This simulation visualises how four popular optimisation algorithms navigate a 3D loss landscape in real time. The coloured spheres represent parameter pairs (x, y), and the coloured trails show the path each optimiser has taken.
Use the controls to switch between loss surfaces, adjust the learning rate and momentum, and toggle individual optimisers on and off. Drag the 3D scene to rotate; scroll to zoom.
Numerical gradient (central diff): df/dx = (f(x+h,y) - f(x-h,y)) / (2h) h = 1e-4 Adam bias-corrected moments: m_hat = m / (1 - β₁^t) v_hat = v / (1 - β₂^t) θ -= α · m_hat / (√v_hat + ε)
Adam was introduced by Diederik Kingma and Jimmy Ba in 2014 and quickly became the default optimiser for training deep neural networks. Its name comes from Adaptive Moment Estimation. On the Rosenbrock banana function — notoriously tricky due to its narrow curved valley — Adam typically converges in a fraction of the steps required by plain SGD.
This simulation drops four optimisers — SGD, Momentum, RMSprop and Adam — onto the same 3D loss surface and lets you watch them race towards a minimum. Pick from four classic optimisation test functions (Rosenbrock, Rastrigin, Himmelblau, Beale), each with its own known trap for gradient-based methods, from narrow curved valleys to fields of local minima. Every optimiser starts from the same point and takes its update rule from the real formulas used to train neural networks, so the coloured trails you see are genuine algorithm behaviour, not a scripted animation. Gradients are computed numerically with a central finite difference rather than symbolically, exactly as a from-scratch implementation would.
A live 3D mesh of a chosen loss function (Rosenbrock, Rastrigin, Himmelblau or Beale), coloured by height, with four spheres — one per optimiser — descending it in parallel. Each sphere leaves a coloured trail (red SGD, teal Momentum, yellow RMSprop, green Adam) so you can compare paths, speed and whether an optimiser gets stuck in a local minimum or oscillates across a valley.
Choose a loss surface from the dropdown, then tune Learning Rate (log scale), Momentum β₁, Adam β₂ and Steps/frame. Toggle any of the four optimisers on or off to isolate its behaviour, drag to orbit the 3D scene, scroll to zoom, and use Pause/Reset to freeze the run or restart every optimiser from its shared starting point.
Adam (Adaptive Moment Estimation) was introduced by Kingma and Ba in 2014 and combines the ideas behind Momentum and RMSprop: it tracks a moving average of both the gradient and its square, then bias-corrects them so early steps aren't biased towards zero. That combination is why Adam is the default optimiser for most deep learning today.
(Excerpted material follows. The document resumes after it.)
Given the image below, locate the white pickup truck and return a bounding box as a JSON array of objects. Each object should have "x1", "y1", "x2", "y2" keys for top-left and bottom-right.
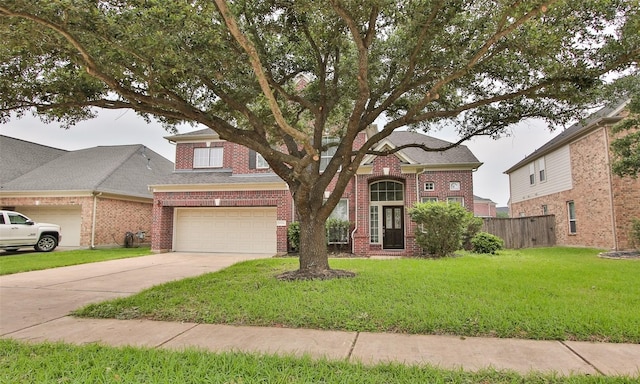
[{"x1": 0, "y1": 211, "x2": 62, "y2": 252}]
Gradient descent is an iterative optimisation algorithm that minimises a loss function by repeatedly moving parameters in the direction of the negative gradient. It is the backbone of training neural networks and most machine-learning models.
The learning rate controls the step size taken in the direction of the negative gradient. Too large a rate causes the optimiser to overshoot minima and diverge; too small a rate makes training very slow. Adaptive methods like Adam adjust effective learning rates per parameter automatically.
SGD (Stochastic Gradient Descent) updates parameters by subtracting a fixed fraction of the gradient. Adam (Adaptive Moment Estimation) maintains exponential moving averages of both gradients and squared gradients, giving each parameter its own adaptive learning rate with bias correction, which typically converges much faster on complex surfaces.
The Rosenbrock function f(x,y) = (1−x)² + 100(y−x²)² has its global minimum at (1,1) inside a narrow, curved valley. The gradient along the valley floor is tiny compared to the gradient across it, so plain SGD tends to zig-zag slowly along the valley walls while Momentum and Adam accelerate through it far faster.
Momentum accumulates a velocity vector, so it keeps accelerating in directions where the gradient consistently points the same way, which suits smooth valleys like Rosenbrock's. Adam additionally normalises each parameter's step by a running estimate of its squared gradient, which helps more on landscapes with very different curvature in different directions, such as Rastrigin's many small bumps.